Plutôt que de laisser la main occulte du marché tout réguler de manière harmonieuse, il est temps, en effet, de faire en sorte que les États et la politique, au sens noble du terme, reprennent la main. La nationalisation des établissements de crédit en difficulté ne suffit pas. L’argent public ne doit pas servir qu’à socialiser les pertes d’un secteur privé qui ne se prive guère de gaspiller l’argent.

La question d’une nationalisation du crédit et de l’assurance est posée, pour revenir sur le mouvement engagé en 1986, mobiliser l’argent et répondre aux exigences du développement de l’économie réelle et de la société en général.

À ce propos, comment ne pas noter qu’une grande banque, nationalisée en 1945, privatisée en 1986, a finalement été renationalisée partiellement au cours du week-end ? Il y a pourtant une nuance : en 1945, c’est l’État français, soucieux de disposer des moyens de la reconstruction du pays, qui avait nationalisé la BNP. Dimanche dernier, c’est le royaume de Belgique qui est devenu l’actionnaire de référence de la banque à hauteur de 12 % !

Dans le même ordre d’idées, il est temps de relever les plafonds de l’épargne défiscalisée, le taux de la participation des entreprises à l’effort de construction, et l’ensemble des sources de financement déconnectées de la règle des marchés financiers.

Il faut, en France et en Europe, une sélectivité nouvelle du crédit, fondée sur une réduction des taux d’intérêt et un soutien réel à la création de richesses, par une bonification des crédits accordés aux entreprises investissant et créant des emplois.

En voilà assez de voir les banques se procurer des ressources en puisant dans l’épargne des salariés ! Surtout si c’est pour l’engloutir ensuite dans des rachats de créances « pourries » d’outre-Atlantique, selon le processus qui a été largement mis en lumière par la crise actuelle ! L’argent des banques, c’est celui des salariés : ils l’ont gagné en produisant des biens et des services. Il est temps qu’il leur revienne !
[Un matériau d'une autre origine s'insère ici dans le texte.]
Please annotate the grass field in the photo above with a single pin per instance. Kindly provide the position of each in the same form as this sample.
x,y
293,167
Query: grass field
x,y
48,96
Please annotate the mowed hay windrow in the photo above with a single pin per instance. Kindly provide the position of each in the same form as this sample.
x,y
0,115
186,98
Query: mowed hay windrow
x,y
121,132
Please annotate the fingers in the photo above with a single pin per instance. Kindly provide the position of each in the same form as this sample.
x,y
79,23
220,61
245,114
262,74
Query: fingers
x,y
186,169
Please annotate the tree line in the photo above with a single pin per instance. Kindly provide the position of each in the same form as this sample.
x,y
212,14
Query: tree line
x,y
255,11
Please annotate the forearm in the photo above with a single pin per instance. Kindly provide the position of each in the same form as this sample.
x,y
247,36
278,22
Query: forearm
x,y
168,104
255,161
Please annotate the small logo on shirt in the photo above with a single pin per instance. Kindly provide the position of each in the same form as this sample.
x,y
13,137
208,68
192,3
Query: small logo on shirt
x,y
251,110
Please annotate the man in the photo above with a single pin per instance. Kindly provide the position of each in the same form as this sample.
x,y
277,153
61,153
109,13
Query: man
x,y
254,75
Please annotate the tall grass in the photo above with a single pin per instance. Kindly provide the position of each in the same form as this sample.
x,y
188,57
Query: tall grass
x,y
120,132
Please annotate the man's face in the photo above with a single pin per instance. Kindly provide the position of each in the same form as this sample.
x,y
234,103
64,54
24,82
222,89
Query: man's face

M. le président. Il faut conclure, mon cher collègue.

M. Thierry Foucaud. Je conclus, monsieur le président.

Monsieur le ministre, l’heure est grave. Nous vous exhortons à tirer les leçons de vos échecs et à informer le peuple et ses représentants de la réalité de la situation. Démocratie et transparence seront les clés du redressement économique et social.

Tels sont les points qu’il était nécessaire, selon nous, de souligner.